What is the most efficient way to get this data.frame merged to a continuous date-index? Will a date vector like
CTS_date_V <- as.data.frame(seq(as.Date("2000/07/01"), as.Date("2014/12/31"), "days"), colnames = "Date")
yield different results?
I'm open to any packages (using fpp, forecast, timeSeries, xts, ts, as of right now); just looking for a good answer to deploy in functional form, since these payments are going to be updated every week and I'd like to automate the append to this data.frame.
I think some kind of transformation to regular (continuous) time series is a good idea.
You can use xts to transform time series data (it is handy, because it can be used in other packages as regular ts)
Filling the gaps
# convert myDate to POSIXct if necessary
# create xts from data frame x
ts1 <- xts(data.frame(a = x$Amount, c = x$Count), x$myDate )
ts1
# create empty time series
ts_empty <- seq( from = start(ts1), to = end(ts1), by = "DSTday")

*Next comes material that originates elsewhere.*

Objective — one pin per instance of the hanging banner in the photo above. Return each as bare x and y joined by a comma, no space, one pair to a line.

# merge the empty ts to the data and fill the gap with 0
ts2 <- merge( ts1, ts_empty, fill = 0)
# or interpolate, for example:
ts2 <- merge( ts1, ts_empty, fill = NA)
ts2 <- na.locf(ts2)
# zoo-xts ready functions are:
# na.locf - constant previous value
# na.approx - linear approximation
# na.spline - cubic spline interpolation
Deduplicate dates
In your sample there is now sign of duplicated values. But based on a new question it is very likely. I think you want to aggregate values with sum function:
ts1 <- period.apply( ts1, endpoints(ts1,'days'), sum)